The Commissioner says that all applicants and their family members should be provided with housing, food, clothing and a daily allowance.
He also proposed that they receive guaranteed access to health and psychological care and their children must start free schooling within 65 days after an asylum request has been lodged.
The Portuguese Commissioner also says that if a request takes more than six months to process then the member state must allow the applicant to take a job.
But in a carefully-worded compromise, Vitorino suggests EU governments should be allowed to lay down the conditions under which they can work: "Member states remain, therefore, in full control of the internal labour market, as they can decide the kind of work asylum applicants may apply for, the amount of time per month or per year they are allowed to work, the skills they should have, etc."
The planned minimum standards for asylum-seekers are likely to prove controversial; many member states are wary of appearing soft on applicants who abuse national social protection systems.
They are also worried about giving carte blanche to asylum-seekers to move freely around the country where they are claiming refuge.

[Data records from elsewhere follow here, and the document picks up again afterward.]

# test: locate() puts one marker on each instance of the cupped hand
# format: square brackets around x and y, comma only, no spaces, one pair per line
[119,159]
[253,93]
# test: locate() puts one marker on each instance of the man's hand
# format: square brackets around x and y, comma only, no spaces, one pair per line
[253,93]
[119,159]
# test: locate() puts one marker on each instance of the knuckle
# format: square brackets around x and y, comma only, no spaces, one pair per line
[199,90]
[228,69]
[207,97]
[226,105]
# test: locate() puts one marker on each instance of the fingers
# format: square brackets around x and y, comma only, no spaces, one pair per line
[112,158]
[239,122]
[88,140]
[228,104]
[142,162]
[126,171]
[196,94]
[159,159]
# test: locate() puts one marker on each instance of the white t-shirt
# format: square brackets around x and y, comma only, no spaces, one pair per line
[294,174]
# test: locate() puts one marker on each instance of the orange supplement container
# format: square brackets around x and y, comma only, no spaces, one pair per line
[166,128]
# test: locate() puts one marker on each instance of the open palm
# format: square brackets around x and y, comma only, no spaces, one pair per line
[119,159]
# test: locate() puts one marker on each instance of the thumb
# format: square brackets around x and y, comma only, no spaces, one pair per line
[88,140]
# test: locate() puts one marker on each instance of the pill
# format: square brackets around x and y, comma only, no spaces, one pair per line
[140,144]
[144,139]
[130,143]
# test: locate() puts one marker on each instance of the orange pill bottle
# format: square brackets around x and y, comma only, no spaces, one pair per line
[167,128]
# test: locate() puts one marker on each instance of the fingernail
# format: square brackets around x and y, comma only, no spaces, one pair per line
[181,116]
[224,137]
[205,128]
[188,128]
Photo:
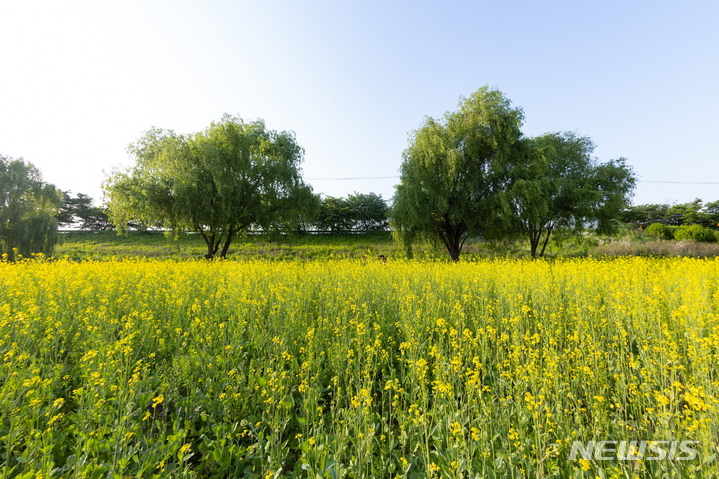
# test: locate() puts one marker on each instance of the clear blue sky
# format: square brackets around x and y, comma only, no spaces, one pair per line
[82,79]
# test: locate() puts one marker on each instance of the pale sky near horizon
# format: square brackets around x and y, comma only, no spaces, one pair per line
[83,79]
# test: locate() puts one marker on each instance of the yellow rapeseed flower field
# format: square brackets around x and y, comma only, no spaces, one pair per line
[495,368]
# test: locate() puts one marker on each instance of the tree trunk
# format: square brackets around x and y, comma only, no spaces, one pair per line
[453,236]
[546,240]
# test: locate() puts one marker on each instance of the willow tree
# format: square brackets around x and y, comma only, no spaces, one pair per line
[233,176]
[456,172]
[28,207]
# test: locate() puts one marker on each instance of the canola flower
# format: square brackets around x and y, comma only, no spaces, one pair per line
[350,369]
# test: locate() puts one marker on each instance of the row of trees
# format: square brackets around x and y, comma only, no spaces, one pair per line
[28,209]
[474,173]
[356,213]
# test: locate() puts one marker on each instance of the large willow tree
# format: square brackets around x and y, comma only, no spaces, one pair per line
[220,182]
[28,207]
[456,173]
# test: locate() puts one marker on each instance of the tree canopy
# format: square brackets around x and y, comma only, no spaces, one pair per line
[456,172]
[28,207]
[358,212]
[79,211]
[219,182]
[565,187]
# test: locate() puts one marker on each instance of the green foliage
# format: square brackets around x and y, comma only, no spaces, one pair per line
[694,212]
[455,173]
[565,187]
[695,232]
[28,207]
[231,177]
[79,211]
[661,231]
[644,215]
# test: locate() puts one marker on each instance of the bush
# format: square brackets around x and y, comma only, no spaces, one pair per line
[695,232]
[661,231]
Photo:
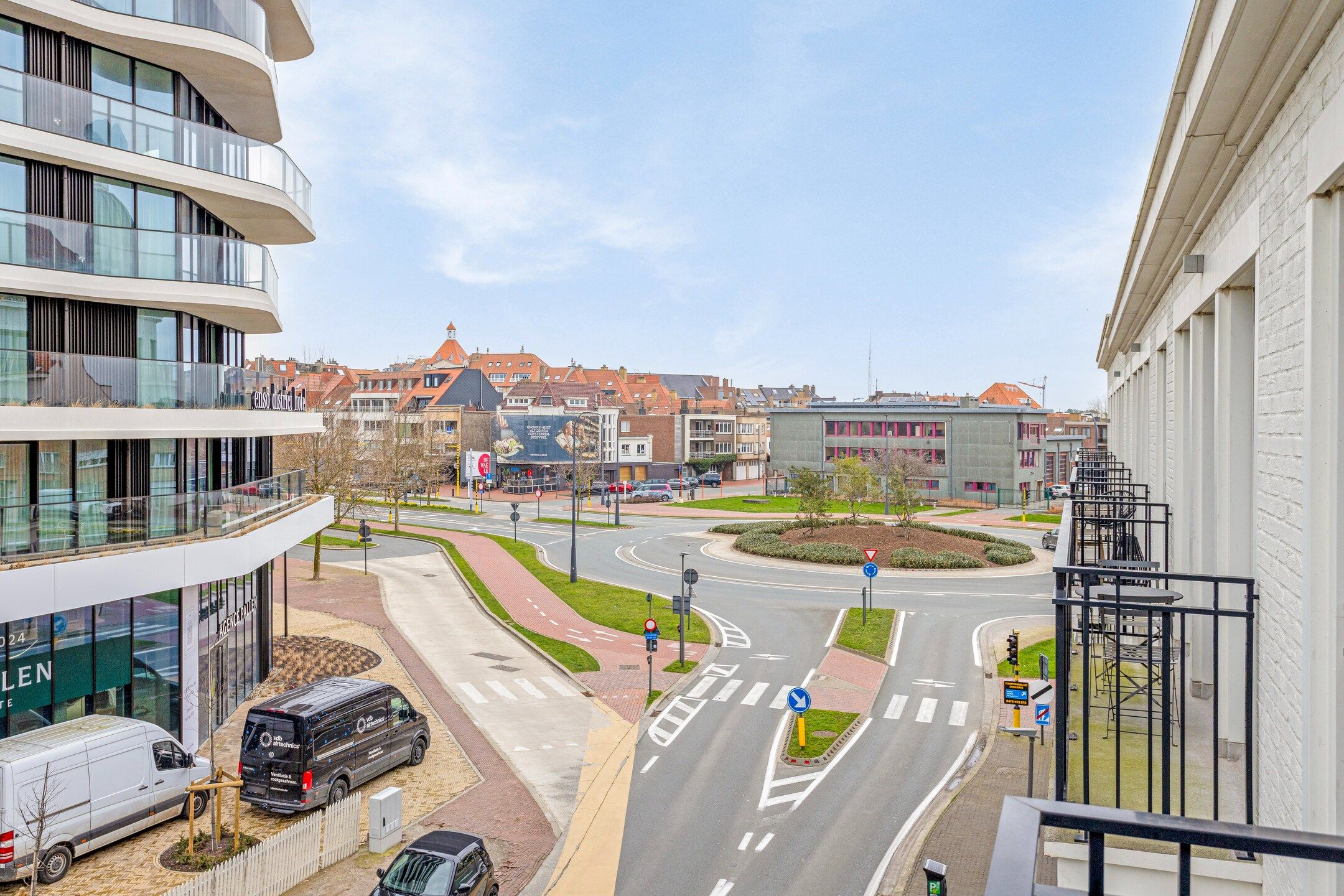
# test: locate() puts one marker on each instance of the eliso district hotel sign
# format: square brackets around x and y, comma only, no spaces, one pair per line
[269,401]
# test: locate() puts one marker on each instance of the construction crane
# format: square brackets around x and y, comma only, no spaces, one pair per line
[1040,386]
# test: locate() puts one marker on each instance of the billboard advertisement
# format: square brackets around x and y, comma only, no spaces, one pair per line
[538,438]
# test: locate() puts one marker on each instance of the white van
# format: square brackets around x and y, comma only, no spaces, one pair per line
[108,778]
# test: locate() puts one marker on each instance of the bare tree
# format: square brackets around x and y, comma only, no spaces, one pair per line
[38,805]
[399,457]
[332,460]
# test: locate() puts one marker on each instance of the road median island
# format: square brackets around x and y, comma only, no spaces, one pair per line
[573,657]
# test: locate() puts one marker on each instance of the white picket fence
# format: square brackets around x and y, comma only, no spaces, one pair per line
[286,860]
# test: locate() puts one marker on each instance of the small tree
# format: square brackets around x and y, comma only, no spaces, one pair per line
[813,496]
[38,805]
[854,483]
[332,460]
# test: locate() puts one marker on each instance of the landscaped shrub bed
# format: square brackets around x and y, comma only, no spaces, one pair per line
[921,546]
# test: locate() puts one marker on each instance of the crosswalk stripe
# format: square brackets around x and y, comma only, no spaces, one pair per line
[500,689]
[528,688]
[701,687]
[757,689]
[959,714]
[557,687]
[726,691]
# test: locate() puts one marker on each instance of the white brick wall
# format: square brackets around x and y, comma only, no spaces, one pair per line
[1276,178]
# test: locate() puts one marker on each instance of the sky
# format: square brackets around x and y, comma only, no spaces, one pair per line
[748,189]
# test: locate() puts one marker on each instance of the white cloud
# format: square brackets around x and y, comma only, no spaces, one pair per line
[429,100]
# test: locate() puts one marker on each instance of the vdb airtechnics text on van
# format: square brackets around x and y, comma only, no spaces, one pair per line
[314,745]
[105,778]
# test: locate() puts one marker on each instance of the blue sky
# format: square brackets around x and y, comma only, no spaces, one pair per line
[735,189]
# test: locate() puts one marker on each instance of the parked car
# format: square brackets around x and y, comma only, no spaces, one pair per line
[660,492]
[442,863]
[314,745]
[111,778]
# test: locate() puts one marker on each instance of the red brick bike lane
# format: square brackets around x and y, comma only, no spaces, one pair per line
[623,680]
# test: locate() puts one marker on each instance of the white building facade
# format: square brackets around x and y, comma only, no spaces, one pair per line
[1223,362]
[140,510]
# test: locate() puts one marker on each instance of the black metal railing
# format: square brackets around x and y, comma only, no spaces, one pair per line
[1012,871]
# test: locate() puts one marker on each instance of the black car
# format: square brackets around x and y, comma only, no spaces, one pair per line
[442,863]
[314,745]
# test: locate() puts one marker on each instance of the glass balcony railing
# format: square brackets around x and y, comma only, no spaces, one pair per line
[242,19]
[58,243]
[57,379]
[77,527]
[60,109]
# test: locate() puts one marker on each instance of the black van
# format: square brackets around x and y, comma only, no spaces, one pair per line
[314,745]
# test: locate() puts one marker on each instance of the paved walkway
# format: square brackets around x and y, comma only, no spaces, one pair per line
[500,806]
[623,680]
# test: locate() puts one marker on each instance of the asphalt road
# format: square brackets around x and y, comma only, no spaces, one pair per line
[711,812]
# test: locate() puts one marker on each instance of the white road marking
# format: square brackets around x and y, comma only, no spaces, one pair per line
[701,687]
[910,823]
[959,714]
[835,629]
[472,692]
[726,691]
[528,688]
[500,689]
[895,645]
[754,695]
[557,687]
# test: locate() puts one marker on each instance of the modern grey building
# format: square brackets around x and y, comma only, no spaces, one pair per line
[975,452]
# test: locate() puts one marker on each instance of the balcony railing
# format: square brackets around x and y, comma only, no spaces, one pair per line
[57,379]
[77,527]
[60,109]
[1012,871]
[242,19]
[58,243]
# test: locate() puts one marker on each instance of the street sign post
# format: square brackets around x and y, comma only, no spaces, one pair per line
[800,702]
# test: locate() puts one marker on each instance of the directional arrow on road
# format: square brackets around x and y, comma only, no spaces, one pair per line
[930,683]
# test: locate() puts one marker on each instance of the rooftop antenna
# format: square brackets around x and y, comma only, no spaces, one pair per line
[1040,386]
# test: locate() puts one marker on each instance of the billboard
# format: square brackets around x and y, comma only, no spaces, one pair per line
[538,438]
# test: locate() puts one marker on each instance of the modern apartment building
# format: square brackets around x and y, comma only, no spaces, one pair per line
[975,452]
[1222,353]
[140,510]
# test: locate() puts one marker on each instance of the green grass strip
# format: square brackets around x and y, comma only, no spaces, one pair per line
[871,638]
[610,606]
[819,721]
[573,657]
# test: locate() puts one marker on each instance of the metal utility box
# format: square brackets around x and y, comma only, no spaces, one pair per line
[385,820]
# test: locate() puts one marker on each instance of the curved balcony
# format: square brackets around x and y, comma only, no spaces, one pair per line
[81,114]
[55,528]
[60,379]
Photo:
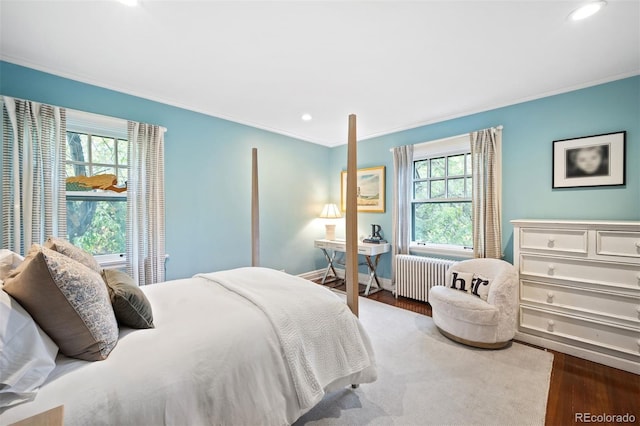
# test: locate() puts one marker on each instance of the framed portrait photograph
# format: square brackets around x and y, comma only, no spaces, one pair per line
[597,160]
[371,189]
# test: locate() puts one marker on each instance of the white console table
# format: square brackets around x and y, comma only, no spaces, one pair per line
[371,253]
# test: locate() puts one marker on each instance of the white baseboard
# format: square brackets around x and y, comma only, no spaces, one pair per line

In a compromise designed to smooth the procedure through the EU legislative process, Vitorino says local authorities would be allowed to restrict this in special circumstances.
His proposals go furthest in granting education rights to the children of asylum applicants, stating they should "have access to the education system under the same conditions as nationals up to the moment a deportation order against them or their parents can actually be enforced".
Healthcare would be free, unless the applicants can afford to pay for it themselves.
On accommodation, member states could provide reception centres, private accommodation or simply pay a rent allowance.
The total amount of the living allowance, in cash or vouchers, would have to be enough "to avoid applicants and their accompanying family members falling into poverty".
Justice chief António Vitorino has unveiled detailed plans to give extensive employment, healthcare and education rights to asylum seekers in the EU.